Giovani mamme col passeggino entrano nell’ampio salone ben arredato e salutano: “Buonasera!”. Vecchie che si fanno portare in sedia a rotelle. La memoria dell’emigrazione qui è sempre viva. Bambini curiosi si fermano assorti davanti alle foto. In questa area territoriale, i flussi migratori hanno una storia secolare: iniziata fra fine Ottocento e inizi Novecento, quando si partì per l’Argentina , gli Stati Uniti, Brasile e successivamente in Europa: Svizzera, Belgio, Francia e Germania.

Altro flusso intenso nel secondo dopoguerra: stessi paesi appena citati, a cui si aggiunse anche l’Australia e successivamente (anni Sessanta), Milano, Torino, Triveneto. Dal 1861 a oggi, si calcola che non meno di 210 milioni di italiani si sono sparsi nel mondo. Oggi i pugliesi all’estero si aggirano intorno ai 400mila.

Un fenomeno che i governi di ogni colore hanno sempre sottovalutato. Ogni italiano all’estero è un testimonial dei prodotti della sua terra, ma i politici che fanno passerella non lo sanno. L’emigrante può rientrare dai paesi di accoglienza solo per la pensione o per fare un investimento: nei concorsi pubblici non ci sono quote a loro riservate. Per dire solo due delle tante incongruenze.

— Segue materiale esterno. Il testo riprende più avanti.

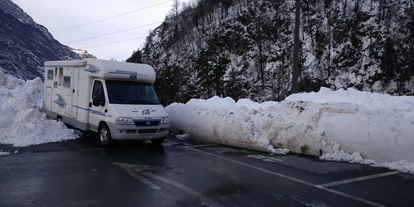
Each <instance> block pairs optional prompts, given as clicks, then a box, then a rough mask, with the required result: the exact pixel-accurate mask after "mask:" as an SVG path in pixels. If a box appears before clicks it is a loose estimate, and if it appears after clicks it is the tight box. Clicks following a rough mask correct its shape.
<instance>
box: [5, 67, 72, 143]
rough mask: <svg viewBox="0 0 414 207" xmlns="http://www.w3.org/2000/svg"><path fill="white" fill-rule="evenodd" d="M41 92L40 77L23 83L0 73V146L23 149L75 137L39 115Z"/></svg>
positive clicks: (63, 128) (20, 80) (70, 131)
mask: <svg viewBox="0 0 414 207" xmlns="http://www.w3.org/2000/svg"><path fill="white" fill-rule="evenodd" d="M43 90H44V89H43V83H42V81H41V80H40V78H36V79H34V80H29V81H27V82H26V81H24V80H20V79H17V78H15V77H13V76H11V75H5V74H4V73H3V72H2V71H0V114H1V116H0V144H11V145H13V146H17V147H23V146H29V145H36V144H42V143H48V142H58V141H62V140H68V139H75V138H76V137H77V136H76V135H75V134H74V133H73V130H70V129H68V128H67V127H66V126H65V125H64V124H63V123H62V122H56V121H54V120H48V119H46V116H45V114H43V113H42V112H40V109H41V108H42V105H43V104H42V103H43Z"/></svg>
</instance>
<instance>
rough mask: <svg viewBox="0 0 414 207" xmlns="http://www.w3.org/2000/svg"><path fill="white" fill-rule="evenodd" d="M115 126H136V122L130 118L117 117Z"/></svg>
mask: <svg viewBox="0 0 414 207" xmlns="http://www.w3.org/2000/svg"><path fill="white" fill-rule="evenodd" d="M115 124H134V120H133V119H132V118H129V117H117V118H116V119H115Z"/></svg>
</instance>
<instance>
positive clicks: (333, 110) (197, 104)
mask: <svg viewBox="0 0 414 207" xmlns="http://www.w3.org/2000/svg"><path fill="white" fill-rule="evenodd" d="M167 111H168V113H169V115H170V119H171V121H172V125H171V128H172V130H173V131H175V132H180V133H184V134H189V137H190V138H194V139H200V140H203V141H207V142H214V143H220V144H225V145H231V146H235V147H242V148H248V149H253V150H260V151H265V152H270V153H286V152H288V151H291V152H293V153H298V154H306V155H313V156H320V158H321V159H326V160H336V161H348V162H357V163H365V164H371V165H381V166H387V167H391V168H393V169H399V170H402V171H406V172H411V173H414V164H413V163H414V151H413V150H412V146H414V97H412V96H411V97H409V96H402V97H395V96H390V95H383V94H376V93H368V92H360V91H357V90H354V89H348V90H347V91H345V90H339V91H331V90H330V89H327V88H322V89H321V90H320V91H319V92H318V93H301V94H294V95H291V96H289V97H287V99H286V100H285V101H282V102H280V103H277V102H264V103H261V104H259V103H256V102H252V101H250V100H246V99H241V100H239V101H238V102H235V101H234V100H233V99H231V98H224V99H223V98H218V97H213V98H211V99H208V100H199V99H192V100H190V101H189V102H187V103H186V104H180V103H174V104H171V105H169V106H168V107H167Z"/></svg>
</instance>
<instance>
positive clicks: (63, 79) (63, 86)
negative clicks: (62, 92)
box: [63, 76, 70, 88]
mask: <svg viewBox="0 0 414 207" xmlns="http://www.w3.org/2000/svg"><path fill="white" fill-rule="evenodd" d="M63 87H66V88H70V77H69V76H64V77H63Z"/></svg>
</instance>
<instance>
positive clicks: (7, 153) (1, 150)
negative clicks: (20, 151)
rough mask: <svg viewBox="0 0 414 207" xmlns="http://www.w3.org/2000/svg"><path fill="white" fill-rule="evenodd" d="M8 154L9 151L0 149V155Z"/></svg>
mask: <svg viewBox="0 0 414 207" xmlns="http://www.w3.org/2000/svg"><path fill="white" fill-rule="evenodd" d="M9 154H10V152H3V150H0V156H3V155H9Z"/></svg>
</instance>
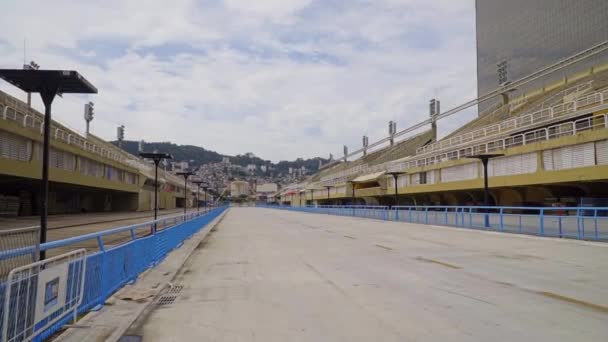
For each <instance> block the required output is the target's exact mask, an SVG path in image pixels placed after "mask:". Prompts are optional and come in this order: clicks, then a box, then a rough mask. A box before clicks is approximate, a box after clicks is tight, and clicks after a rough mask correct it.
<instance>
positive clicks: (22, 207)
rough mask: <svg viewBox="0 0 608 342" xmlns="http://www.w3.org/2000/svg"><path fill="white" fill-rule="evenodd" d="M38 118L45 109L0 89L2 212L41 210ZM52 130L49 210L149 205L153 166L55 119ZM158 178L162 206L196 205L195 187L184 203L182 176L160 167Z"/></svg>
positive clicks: (110, 145)
mask: <svg viewBox="0 0 608 342" xmlns="http://www.w3.org/2000/svg"><path fill="white" fill-rule="evenodd" d="M42 123H43V114H41V113H39V112H38V111H36V110H34V109H32V108H30V107H28V106H27V105H26V103H24V102H22V101H20V100H18V99H16V98H14V97H12V96H10V95H8V94H6V93H4V92H0V184H2V185H1V186H0V215H22V216H29V215H36V214H38V212H39V207H38V203H39V202H40V201H39V196H40V194H39V191H40V189H39V183H40V178H41V172H40V161H41V158H42V147H41V146H42V143H41V142H42ZM51 135H52V139H51V155H50V182H51V183H50V189H51V190H50V196H49V212H50V213H51V214H65V213H78V212H104V211H106V212H107V211H148V210H153V208H154V203H153V199H154V166H153V165H150V164H148V163H147V162H145V161H143V160H141V159H140V158H138V157H136V156H134V155H131V154H129V153H126V152H125V151H123V150H121V149H119V148H117V147H116V146H114V145H112V144H110V143H108V142H106V141H104V140H103V139H101V138H98V137H96V136H95V135H93V134H87V135H86V136H83V135H81V134H79V133H78V132H75V131H73V130H71V129H69V128H67V127H65V126H64V125H62V124H60V123H59V122H56V121H53V124H52V127H51ZM159 183H160V185H159V208H160V209H174V208H177V207H184V205H187V206H189V207H192V206H196V205H195V203H194V201H193V200H192V199H193V198H195V196H193V195H191V194H192V193H195V192H196V191H197V190H196V187H194V186H192V187H191V186H190V185H189V186H188V190H187V191H189V195H188V203H186V200H185V191H184V182H183V179H181V178H179V177H177V176H175V175H172V174H170V173H168V172H164V171H163V170H159ZM203 196H204V195H203V194H201V196H199V197H200V198H203Z"/></svg>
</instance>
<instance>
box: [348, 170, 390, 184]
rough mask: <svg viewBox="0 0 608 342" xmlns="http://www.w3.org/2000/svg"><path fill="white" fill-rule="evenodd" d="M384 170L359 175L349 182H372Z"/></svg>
mask: <svg viewBox="0 0 608 342" xmlns="http://www.w3.org/2000/svg"><path fill="white" fill-rule="evenodd" d="M385 172H386V171H381V172H376V173H370V174H368V175H363V176H359V177H357V178H355V179H353V180H352V181H351V182H354V183H367V182H374V181H376V180H378V178H379V177H380V176H382V175H384V173H385Z"/></svg>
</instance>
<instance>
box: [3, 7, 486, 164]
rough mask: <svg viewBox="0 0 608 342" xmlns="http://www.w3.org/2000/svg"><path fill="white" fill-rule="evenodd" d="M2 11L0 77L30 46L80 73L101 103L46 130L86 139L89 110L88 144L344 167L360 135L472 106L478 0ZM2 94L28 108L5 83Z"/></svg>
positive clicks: (80, 103)
mask: <svg viewBox="0 0 608 342" xmlns="http://www.w3.org/2000/svg"><path fill="white" fill-rule="evenodd" d="M3 7H4V8H3V11H2V13H0V22H2V23H3V26H4V27H5V29H4V30H3V37H4V38H0V67H18V66H20V64H21V62H22V58H23V57H22V44H23V38H24V37H27V41H28V58H29V59H34V60H36V61H37V62H38V63H39V64H41V65H42V66H43V67H44V68H73V69H77V70H79V71H81V72H82V74H83V75H85V77H87V78H88V79H89V80H90V81H91V82H92V83H94V84H95V85H96V86H97V87H98V88H99V91H100V93H99V94H98V95H96V96H90V97H86V96H69V95H66V96H64V98H63V99H58V100H57V101H56V103H55V107H54V108H55V109H54V113H55V114H54V115H55V116H54V117H55V118H56V119H58V120H60V121H62V122H64V123H66V124H68V125H69V126H71V127H76V128H80V127H84V123H83V120H82V104H83V103H84V102H85V100H87V99H89V98H90V99H91V100H93V101H95V102H96V111H97V115H96V118H95V121H94V122H93V124H92V129H93V132H94V133H96V134H98V135H100V136H102V137H104V138H107V139H113V138H114V135H115V126H117V125H119V124H124V125H125V126H126V127H127V128H126V135H127V138H130V139H141V138H143V139H145V140H148V141H167V140H170V141H173V142H176V143H182V144H195V145H199V146H203V147H205V148H210V149H214V150H217V151H218V152H221V153H229V154H236V153H244V152H247V151H252V152H255V153H256V154H258V155H260V156H262V157H264V158H269V159H273V160H279V159H294V158H296V157H300V156H303V157H311V156H327V155H328V153H330V152H332V153H334V155H338V154H339V153H338V152H340V151H341V146H342V144H347V145H350V146H351V150H352V149H355V148H356V147H357V146H359V145H360V140H361V139H360V136H361V135H363V134H368V135H370V140H374V139H378V138H380V137H382V136H383V134H384V132H385V131H386V126H387V124H386V122H387V121H388V120H397V121H398V123H399V127H400V128H404V127H406V126H408V125H411V124H414V123H416V122H419V121H422V120H424V119H426V117H427V103H428V99H430V98H432V97H437V98H440V99H441V100H442V107H443V108H444V110H445V109H447V108H449V107H451V106H454V105H457V104H459V103H462V102H464V101H465V100H468V99H471V98H473V97H474V96H475V32H474V3H473V1H472V0H468V1H448V0H434V1H414V0H407V1H406V0H402V1H399V0H375V1H348V2H346V1H332V0H317V1H312V0H310V1H309V0H302V1H297V0H281V1H279V0H267V1H244V0H226V1H224V2H221V1H219V0H217V1H216V0H208V1H202V2H199V1H190V0H179V1H173V2H171V5H167V2H166V1H161V0H156V1H146V2H145V5H143V3H142V2H141V1H119V0H112V1H105V2H73V1H67V0H56V1H53V2H47V1H17V0H12V1H7V3H6V4H3ZM2 39H4V41H3V40H2ZM0 89H2V90H4V91H8V92H9V93H11V94H15V95H18V96H20V97H21V98H23V95H22V94H20V92H19V91H18V90H15V89H14V88H12V87H11V86H8V85H6V84H4V83H2V84H0ZM36 105H37V106H39V107H41V106H40V102H39V101H37V104H36ZM468 117H470V114H469V115H468V116H467V118H468ZM459 119H460V120H464V117H462V118H459ZM455 122H458V120H456V121H455ZM453 125H454V123H451V124H446V126H453ZM441 127H442V124H441V123H440V128H441Z"/></svg>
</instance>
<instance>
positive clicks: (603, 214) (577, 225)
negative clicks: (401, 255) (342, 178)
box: [262, 206, 608, 241]
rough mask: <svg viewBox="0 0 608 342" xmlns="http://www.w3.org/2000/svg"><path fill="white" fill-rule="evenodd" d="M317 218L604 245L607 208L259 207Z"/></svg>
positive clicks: (438, 207) (424, 206)
mask: <svg viewBox="0 0 608 342" xmlns="http://www.w3.org/2000/svg"><path fill="white" fill-rule="evenodd" d="M262 207H265V208H273V209H283V210H292V211H300V212H308V213H317V214H330V215H341V216H355V217H365V218H374V219H381V220H390V221H399V222H410V223H422V224H429V225H444V226H454V227H461V228H471V229H480V230H490V231H497V232H505V233H518V234H528V235H538V236H547V237H559V238H572V239H580V240H595V241H608V208H607V207H483V206H393V207H392V208H389V207H387V206H306V207H290V206H262Z"/></svg>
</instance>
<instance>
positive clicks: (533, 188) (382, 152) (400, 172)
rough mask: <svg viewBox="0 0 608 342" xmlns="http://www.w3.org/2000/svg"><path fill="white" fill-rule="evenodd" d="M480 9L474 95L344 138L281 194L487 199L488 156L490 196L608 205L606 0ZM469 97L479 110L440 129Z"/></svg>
mask: <svg viewBox="0 0 608 342" xmlns="http://www.w3.org/2000/svg"><path fill="white" fill-rule="evenodd" d="M547 2H550V3H551V6H547V5H548V4H547ZM556 2H558V3H560V4H561V6H556ZM522 8H527V9H529V11H527V10H526V11H522V10H521V9H522ZM547 8H554V9H555V11H548V10H546V9H547ZM476 9H477V59H478V94H479V95H478V98H477V99H475V100H472V101H469V102H467V103H464V104H462V105H460V106H458V107H456V108H453V109H450V110H448V111H446V112H440V111H439V106H438V103H437V101H435V100H432V101H431V106H430V118H429V119H427V120H425V121H423V122H421V123H419V124H417V125H414V126H412V127H409V128H406V129H404V130H402V131H400V132H396V131H395V130H394V124H392V123H391V124H389V132H388V136H387V137H386V138H384V139H381V140H379V141H378V142H375V143H373V144H369V143H368V141H367V139H366V138H364V139H363V147H362V148H360V149H358V150H357V151H354V152H352V153H347V149H345V154H344V156H343V157H342V158H340V159H339V160H335V161H333V162H332V163H330V164H327V165H326V166H325V167H324V168H323V169H322V170H320V171H319V172H318V173H317V174H315V175H313V176H311V177H310V178H309V179H307V180H306V181H305V182H301V183H298V184H291V185H290V186H288V187H286V188H285V189H283V190H282V191H281V192H280V193H279V194H278V197H277V198H278V201H280V203H282V204H284V205H292V206H304V205H344V204H361V205H396V204H397V205H442V206H445V205H483V204H484V202H485V201H484V166H483V162H482V160H481V159H480V158H482V157H485V158H487V159H489V160H488V161H487V175H488V176H487V181H488V187H489V195H490V196H489V197H490V198H489V199H488V202H489V203H488V204H491V205H500V206H579V205H583V206H606V205H608V202H607V201H606V199H607V198H608V120H607V116H608V31H607V30H605V29H604V28H605V23H606V22H608V2H606V1H601V0H584V1H577V2H572V1H562V0H559V1H555V2H554V1H543V0H536V1H523V0H521V1H520V0H517V1H500V0H478V1H477V2H476ZM568 18H569V19H568ZM576 18H578V19H581V18H585V19H584V20H578V19H576ZM566 19H568V20H566ZM570 19H572V20H570ZM565 23H568V24H565ZM554 30H555V31H554ZM560 32H561V33H564V32H567V34H566V33H564V34H561V33H560ZM472 106H478V109H479V116H478V117H477V118H475V119H474V120H472V121H470V122H468V123H466V124H465V125H463V126H462V127H460V128H458V129H456V130H455V131H454V132H452V133H450V134H448V135H447V136H445V137H442V138H441V139H438V137H437V128H436V126H437V125H438V124H440V123H441V122H439V121H440V120H441V119H443V118H445V117H448V116H450V115H458V113H459V112H461V111H462V110H464V109H467V108H470V107H472ZM395 182H396V184H395ZM395 185H396V186H395Z"/></svg>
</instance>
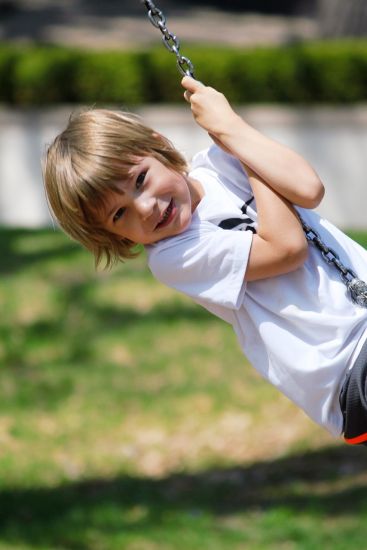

Ma la Puglia è una terra misteriosa: i Gal (questi soldi sono spesi bene, come per altri progetti da altri Gal), la Notte della Taranta, l’Enaip, l’Ascla, i Cvs, ecc. ricevono finanziamenti pubblici (Ue, Stato e Regione che cofinanziano, ecc.), ma la gestione ai più appare privata, nel senso che pochi intimi accedono ai bilanci, sanno come sono spesi denari che sono di tutti. Mistero anche su come sono fatte le assunzioni: quali i criteri usati nei recruiting? Altri enigmi: la formazione professionale e il volontariato. Qual’è stata la ricaduta sui territori dei corsi di formazione in questi ultimi anni, a fronte dei corposi investimenti? Quanti ragazzi si professionalizzano con i corsi Enaip, Ascla, Cvs, ecc. e dove trovano occupazione? Trasparenza, no?